The 82d Airborne Division landed at Casablanca, 10 May 1943, and trained. Elements first saw combat in Sicily, when the 505th RCT and part of the 504th dropped behind enemy lines, 9-10 July 1943, at Gela. The remainder of the 504th RCT dropped, 11-12 July 1943, also near Gela, after running friendly naval and ground force fire. Scattered elements formed and fought as ground troops. The elements were flown back to Tunisia for reequipment and returned to Sicily to take off for drop landings on the Salerno beachhead. The 504th Parachute Infantry dropped, 13 September 1943, and the 505th the following night; the 325th landed by boat. These elements bolstered Salerno defenses and fought their way into Naples, 1 October 1943. After a period of occupation duty (and combat for some elements in the Volturno Valley and Anzio beachhead), the Division moved to Ireland, November 1943, and later to England, February 1944, for additional training. Moving in by glider and parachute, troops of the 82d dropped behind enemy lines in Normandy on D-day, 6 June 1944, before ground troops hit the beaches. Cutting off enemy reinforcements, the Division fought its way from Carentan to St. Sauveur-le-Vicomte, fighting 33 days without relief. Relieved on 8 July, it returned to England for refitting. On 17 September, it was dropped at Nijmegen, 50 miles behind enemy lines, and captured the Nijmegen bridge, 20 September, permitting relief of British paratroops by the British 2d Army. After heavy fighting in Holland, the Division was relieved 11 November and rested in France. It was returned to combat, 18 December 1944, to stem the von Rundstedt offensive, blunting the northern salient of the Bulge. It punched through the Siegfried Line in early February 1945, and crossed the Roer, 17 February. Training with new equipment in March, the Division returned to combat, 4 April, patrolling along the Rhine, securing the Koln area, later moving across the Elbe, 30 April, into the Mecklenburg Plain, where, 2 May 1945, the German 21st Army surrendered.

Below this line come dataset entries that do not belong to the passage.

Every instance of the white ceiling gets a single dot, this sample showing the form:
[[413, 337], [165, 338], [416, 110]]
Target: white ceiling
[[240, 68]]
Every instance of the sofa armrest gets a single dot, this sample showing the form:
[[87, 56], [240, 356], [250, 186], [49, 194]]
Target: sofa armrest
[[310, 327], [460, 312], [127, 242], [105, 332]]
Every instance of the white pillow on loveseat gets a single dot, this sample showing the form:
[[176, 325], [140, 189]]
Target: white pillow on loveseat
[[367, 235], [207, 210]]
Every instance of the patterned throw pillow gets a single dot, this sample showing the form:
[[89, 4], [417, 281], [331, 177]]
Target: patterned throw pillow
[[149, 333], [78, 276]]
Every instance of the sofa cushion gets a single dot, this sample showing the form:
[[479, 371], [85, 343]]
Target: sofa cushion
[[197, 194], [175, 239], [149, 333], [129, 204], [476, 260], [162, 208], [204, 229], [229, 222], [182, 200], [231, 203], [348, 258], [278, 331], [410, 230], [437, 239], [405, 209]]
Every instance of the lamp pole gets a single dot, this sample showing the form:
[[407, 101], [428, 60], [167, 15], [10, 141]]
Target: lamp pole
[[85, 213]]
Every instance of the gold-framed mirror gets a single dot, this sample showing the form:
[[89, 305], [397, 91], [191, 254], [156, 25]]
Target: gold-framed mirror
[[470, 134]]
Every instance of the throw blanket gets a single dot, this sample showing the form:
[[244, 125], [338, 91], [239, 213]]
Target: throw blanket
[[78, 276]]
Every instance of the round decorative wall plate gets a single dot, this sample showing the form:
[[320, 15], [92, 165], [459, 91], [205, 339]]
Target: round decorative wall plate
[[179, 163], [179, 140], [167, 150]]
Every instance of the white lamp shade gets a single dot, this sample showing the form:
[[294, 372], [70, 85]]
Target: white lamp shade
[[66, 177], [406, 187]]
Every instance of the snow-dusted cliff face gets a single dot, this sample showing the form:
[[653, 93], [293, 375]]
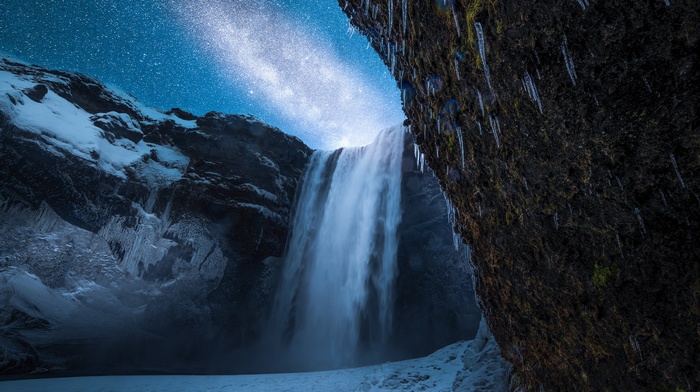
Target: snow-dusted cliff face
[[121, 226]]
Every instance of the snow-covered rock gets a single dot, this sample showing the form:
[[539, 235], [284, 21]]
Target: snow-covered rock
[[121, 225], [465, 366]]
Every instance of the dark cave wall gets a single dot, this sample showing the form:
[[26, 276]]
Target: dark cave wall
[[584, 216]]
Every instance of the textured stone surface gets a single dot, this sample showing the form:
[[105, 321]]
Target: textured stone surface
[[580, 201]]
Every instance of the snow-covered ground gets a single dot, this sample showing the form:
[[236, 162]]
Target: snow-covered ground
[[475, 365]]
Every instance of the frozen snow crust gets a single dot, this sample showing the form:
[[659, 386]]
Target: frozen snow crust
[[474, 366]]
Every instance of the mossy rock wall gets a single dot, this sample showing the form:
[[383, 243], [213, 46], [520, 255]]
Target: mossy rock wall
[[576, 183]]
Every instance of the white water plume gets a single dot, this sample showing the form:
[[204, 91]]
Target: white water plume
[[336, 290]]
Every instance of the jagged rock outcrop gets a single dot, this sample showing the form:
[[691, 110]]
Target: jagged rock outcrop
[[435, 302], [130, 238], [566, 135]]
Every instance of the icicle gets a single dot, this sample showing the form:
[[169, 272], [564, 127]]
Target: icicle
[[454, 14], [495, 133], [531, 90], [404, 8], [482, 52], [461, 144], [568, 61], [391, 15], [663, 197], [678, 173], [640, 220], [481, 102], [619, 245]]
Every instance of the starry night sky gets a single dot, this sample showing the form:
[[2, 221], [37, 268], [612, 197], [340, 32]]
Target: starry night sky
[[292, 63]]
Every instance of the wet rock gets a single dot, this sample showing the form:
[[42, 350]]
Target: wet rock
[[579, 294]]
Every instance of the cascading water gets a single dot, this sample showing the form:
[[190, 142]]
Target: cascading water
[[335, 294]]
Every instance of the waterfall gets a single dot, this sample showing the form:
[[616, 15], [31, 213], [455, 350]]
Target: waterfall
[[335, 294]]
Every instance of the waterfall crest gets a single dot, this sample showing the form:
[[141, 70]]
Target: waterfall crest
[[336, 290]]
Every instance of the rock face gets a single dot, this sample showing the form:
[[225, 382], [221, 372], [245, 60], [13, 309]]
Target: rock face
[[566, 135], [130, 238], [435, 303]]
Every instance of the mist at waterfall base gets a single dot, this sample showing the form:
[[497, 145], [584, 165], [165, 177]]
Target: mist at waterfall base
[[334, 301]]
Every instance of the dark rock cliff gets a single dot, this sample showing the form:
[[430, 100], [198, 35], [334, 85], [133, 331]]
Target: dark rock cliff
[[435, 303], [566, 135], [129, 238]]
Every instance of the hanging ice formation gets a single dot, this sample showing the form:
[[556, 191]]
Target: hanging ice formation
[[482, 52], [335, 292]]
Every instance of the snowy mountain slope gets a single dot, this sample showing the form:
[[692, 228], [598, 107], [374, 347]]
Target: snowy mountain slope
[[466, 366], [122, 226]]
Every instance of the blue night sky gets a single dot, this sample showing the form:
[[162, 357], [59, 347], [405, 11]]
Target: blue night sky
[[293, 64]]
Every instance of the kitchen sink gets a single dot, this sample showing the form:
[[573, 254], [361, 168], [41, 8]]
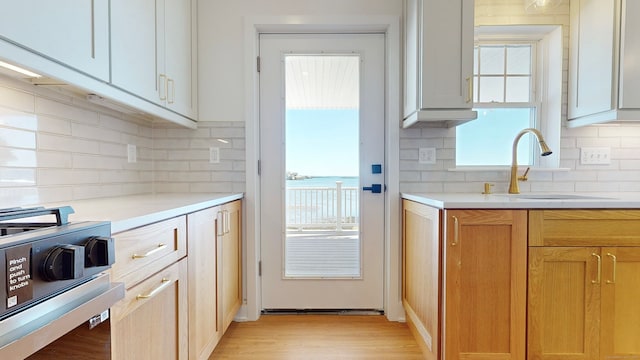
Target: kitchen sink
[[553, 196]]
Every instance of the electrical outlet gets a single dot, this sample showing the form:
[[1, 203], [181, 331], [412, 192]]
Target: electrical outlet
[[427, 156], [595, 156], [132, 153], [214, 155]]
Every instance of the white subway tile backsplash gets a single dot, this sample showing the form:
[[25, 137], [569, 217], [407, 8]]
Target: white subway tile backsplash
[[65, 111], [17, 157], [17, 177], [18, 138], [16, 99], [18, 119], [53, 125]]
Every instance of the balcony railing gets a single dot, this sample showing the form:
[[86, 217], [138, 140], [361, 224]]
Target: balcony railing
[[327, 208]]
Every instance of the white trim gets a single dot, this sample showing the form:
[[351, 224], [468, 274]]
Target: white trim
[[547, 74], [390, 25]]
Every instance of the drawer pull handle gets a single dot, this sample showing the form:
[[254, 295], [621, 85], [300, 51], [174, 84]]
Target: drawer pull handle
[[456, 227], [597, 281], [160, 246], [615, 263], [163, 284]]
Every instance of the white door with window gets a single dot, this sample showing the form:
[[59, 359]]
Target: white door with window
[[322, 170]]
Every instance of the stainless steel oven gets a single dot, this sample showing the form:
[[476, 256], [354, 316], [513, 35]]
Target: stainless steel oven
[[54, 281]]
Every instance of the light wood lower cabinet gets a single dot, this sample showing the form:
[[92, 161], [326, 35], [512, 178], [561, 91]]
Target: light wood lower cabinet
[[215, 276], [231, 258], [583, 292], [485, 284], [464, 281], [421, 274], [150, 322]]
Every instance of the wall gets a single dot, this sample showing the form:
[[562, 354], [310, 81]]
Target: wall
[[623, 174], [221, 59], [55, 147]]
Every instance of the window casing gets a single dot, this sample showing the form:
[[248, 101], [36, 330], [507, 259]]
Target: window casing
[[517, 84]]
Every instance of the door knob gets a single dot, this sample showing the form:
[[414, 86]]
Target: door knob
[[374, 188]]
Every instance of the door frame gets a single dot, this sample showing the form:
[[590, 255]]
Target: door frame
[[390, 26]]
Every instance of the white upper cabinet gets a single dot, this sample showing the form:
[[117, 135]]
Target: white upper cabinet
[[70, 32], [152, 52], [438, 78], [604, 74], [180, 56]]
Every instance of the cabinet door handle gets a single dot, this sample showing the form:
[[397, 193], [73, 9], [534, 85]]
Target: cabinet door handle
[[163, 284], [171, 89], [159, 247], [456, 230], [93, 29], [220, 223], [614, 259], [597, 281], [162, 85], [227, 222]]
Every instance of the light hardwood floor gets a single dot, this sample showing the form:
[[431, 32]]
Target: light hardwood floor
[[285, 337]]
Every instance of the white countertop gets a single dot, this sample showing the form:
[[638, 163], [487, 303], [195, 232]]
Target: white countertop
[[624, 200], [128, 212]]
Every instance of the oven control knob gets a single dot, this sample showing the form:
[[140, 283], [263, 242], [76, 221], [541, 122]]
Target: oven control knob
[[63, 262], [99, 251]]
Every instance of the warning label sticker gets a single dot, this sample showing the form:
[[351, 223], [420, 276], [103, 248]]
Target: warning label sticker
[[19, 283]]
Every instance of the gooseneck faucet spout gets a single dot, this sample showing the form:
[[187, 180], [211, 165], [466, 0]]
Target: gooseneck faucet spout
[[544, 150]]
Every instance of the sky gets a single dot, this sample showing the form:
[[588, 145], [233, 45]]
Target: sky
[[322, 142]]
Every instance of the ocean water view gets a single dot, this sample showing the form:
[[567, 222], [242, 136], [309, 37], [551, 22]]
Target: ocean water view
[[324, 181], [316, 203]]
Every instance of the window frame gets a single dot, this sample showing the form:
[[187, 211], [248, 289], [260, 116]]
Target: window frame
[[546, 84]]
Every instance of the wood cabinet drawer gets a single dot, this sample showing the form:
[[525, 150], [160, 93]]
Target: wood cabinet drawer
[[151, 321], [146, 250], [584, 227]]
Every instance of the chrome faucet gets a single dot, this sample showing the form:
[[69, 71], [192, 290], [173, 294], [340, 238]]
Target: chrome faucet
[[544, 149]]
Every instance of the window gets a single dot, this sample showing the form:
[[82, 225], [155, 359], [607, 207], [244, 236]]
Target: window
[[513, 82]]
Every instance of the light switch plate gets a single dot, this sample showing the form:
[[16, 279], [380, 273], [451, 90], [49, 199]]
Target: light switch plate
[[595, 156], [214, 155], [427, 156]]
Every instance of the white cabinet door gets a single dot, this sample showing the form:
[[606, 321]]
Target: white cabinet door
[[71, 32], [412, 58], [591, 57], [629, 92], [137, 58], [447, 55], [179, 36], [438, 69], [152, 51]]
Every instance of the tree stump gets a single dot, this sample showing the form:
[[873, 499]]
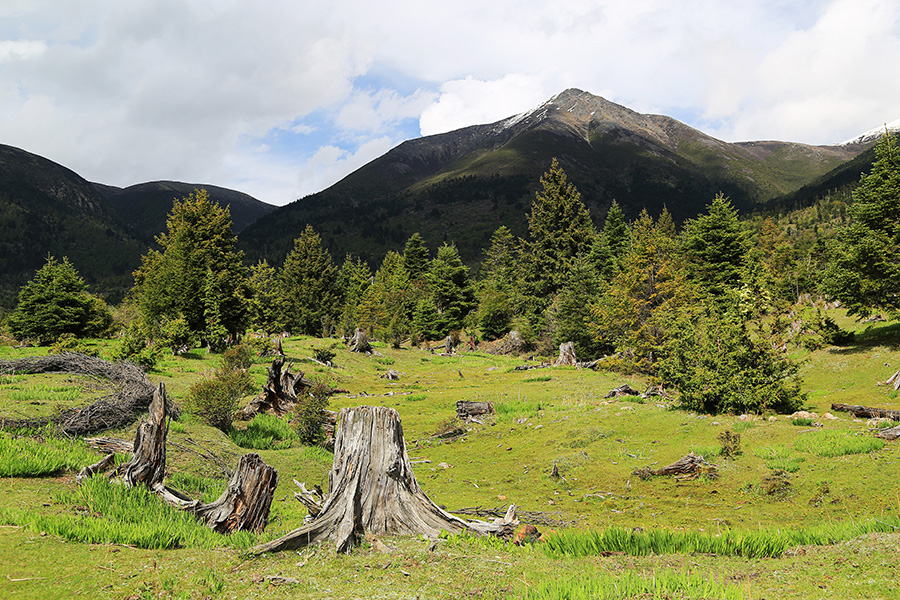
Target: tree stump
[[372, 489], [360, 342], [281, 392], [244, 506], [566, 355]]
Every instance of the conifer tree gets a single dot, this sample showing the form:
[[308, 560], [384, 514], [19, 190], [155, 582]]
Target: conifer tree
[[865, 263], [56, 302], [308, 297], [196, 269], [560, 228]]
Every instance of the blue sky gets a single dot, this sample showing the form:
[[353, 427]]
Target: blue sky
[[282, 98]]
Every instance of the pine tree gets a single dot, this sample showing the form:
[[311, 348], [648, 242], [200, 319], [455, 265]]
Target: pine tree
[[176, 282], [715, 247], [865, 263], [308, 297], [560, 228], [56, 302]]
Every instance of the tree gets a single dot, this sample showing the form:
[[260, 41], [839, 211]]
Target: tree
[[560, 228], [197, 273], [308, 297], [865, 262], [416, 257], [651, 284], [715, 247], [56, 302]]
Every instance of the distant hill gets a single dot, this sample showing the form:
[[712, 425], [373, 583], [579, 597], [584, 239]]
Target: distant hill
[[145, 206], [460, 186], [46, 208]]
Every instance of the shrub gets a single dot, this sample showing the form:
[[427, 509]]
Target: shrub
[[308, 419], [214, 399]]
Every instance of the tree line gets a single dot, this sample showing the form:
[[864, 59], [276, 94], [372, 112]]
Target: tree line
[[709, 309]]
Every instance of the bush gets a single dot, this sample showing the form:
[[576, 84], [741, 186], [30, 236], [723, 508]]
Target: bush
[[215, 398], [309, 419]]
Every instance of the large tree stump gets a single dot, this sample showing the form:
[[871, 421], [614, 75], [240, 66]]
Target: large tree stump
[[566, 355], [372, 489], [243, 506], [281, 392], [360, 342]]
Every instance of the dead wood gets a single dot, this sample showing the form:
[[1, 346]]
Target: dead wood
[[372, 490], [566, 355], [868, 412], [243, 506], [131, 397], [890, 434], [281, 392], [688, 467], [360, 342], [466, 409], [622, 390]]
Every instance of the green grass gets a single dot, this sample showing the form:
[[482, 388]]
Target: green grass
[[264, 432], [667, 584], [101, 512], [832, 443], [47, 455]]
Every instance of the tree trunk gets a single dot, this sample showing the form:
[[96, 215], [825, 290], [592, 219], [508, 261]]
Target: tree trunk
[[244, 506], [360, 342], [868, 412], [372, 489], [280, 393], [467, 408], [566, 355]]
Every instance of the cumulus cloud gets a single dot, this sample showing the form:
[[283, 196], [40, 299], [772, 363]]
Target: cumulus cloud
[[125, 92]]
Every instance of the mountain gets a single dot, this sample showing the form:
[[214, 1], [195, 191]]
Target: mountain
[[46, 208], [146, 205], [460, 186]]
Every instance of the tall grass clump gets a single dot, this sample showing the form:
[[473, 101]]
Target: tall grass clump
[[264, 432], [830, 443], [668, 584], [39, 456], [101, 512]]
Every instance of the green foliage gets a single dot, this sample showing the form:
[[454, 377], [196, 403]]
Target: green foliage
[[865, 262], [264, 432], [308, 419], [714, 244], [197, 273], [215, 398], [830, 443], [39, 456], [56, 302], [101, 512], [308, 298], [665, 584], [560, 229], [718, 365]]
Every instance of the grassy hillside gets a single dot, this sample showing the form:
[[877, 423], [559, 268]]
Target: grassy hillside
[[545, 416]]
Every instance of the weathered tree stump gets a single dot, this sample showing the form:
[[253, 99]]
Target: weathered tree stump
[[868, 412], [243, 506], [466, 409], [281, 392], [372, 489], [566, 355], [360, 342]]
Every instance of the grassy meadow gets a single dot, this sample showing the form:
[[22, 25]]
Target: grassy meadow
[[802, 511]]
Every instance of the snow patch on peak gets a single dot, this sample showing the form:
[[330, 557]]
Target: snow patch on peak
[[873, 134]]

La 82ème division aéroportée a atterri à Casablanca le 10 mai 1943 et s'est entraînée. Les éléments ont d'abord été combattus en Sicile, lorsque le 505ème RCT et une partie du 504ème ont été largués derrière les lignes ennemies, du 9 au 10 juillet 1943, à Gela. Le reste de la 504ème RCT est tombé, du 11 au 12 juillet 1943, également près de Gela, après des tirs amicaux contre des forces navales et terrestres. Des éléments épars se sont formés et se sont battus en tant que troupes au sol. Les éléments ont été rapatriés en Tunisie pour le rééquipement et sont retournés en Sicile pour décoller pour atterrir sur la tête de pont de Salerne. Le 504th Infantry Parachute Infantry est tombé le 13 septembre 1943 et le 505ème le lendemain soir; la 325ème atterrit en bateau. Ces éléments ont renforcé les défenses de Salerno et se sont introduits à Naples, le 1er octobre 1943. Après une période d'occupation (et de combat pour certains éléments dans la vallée de Volturno et la tête de pont d'Anzio), la division s'est installée en Irlande en novembre 1943 , Février 1944, pour une formation supplémentaire. Se déplaçant en planeur et en parachute, les troupes du 82d tombèrent derrière les lignes ennemies en Normandie le 6 juin 1944, avant que les troupes terrestres ne frappent les plages. En coupant les renforts ennemis, la Division se fraya un chemin de Carentan à Saint-Sauveur-le-Vicomte, combattant 33 jours sans soulagement. Soulagé le 8 juillet, il est retourné en Angleterre pour y être réaménagé. Le 17 septembre, il a été largué à Nimègue, à 50 milles derrière les lignes ennemies, et a capturé le pont de Nimègue, le 20 septembre, permettant ainsi à la 2 e armée britannique de soulager les parachutistes britanniques. Après de violents combats en Hollande, la division est soulagée le 11 novembre et se repose en France. Il fut remis au combat le 18 décembre 1944 pour endiguer l’offensive de von Rundstedt, assourdissant le saillant septentrional des Ardennes. Il a percuté la ligne Siegfried au début de février 1945 et a traversé la Roer le 17 février. S'entraînant avec de nouveaux équipements en mars, la Division est revenue au combat le 4 avril, patrouillant le long du Rhin, sécurisant la région de Koln, traversant ensuite l'Elbe le 30 avril dans la plaine de Mecklenburg où, le 2 mai 1945 s'est rendu.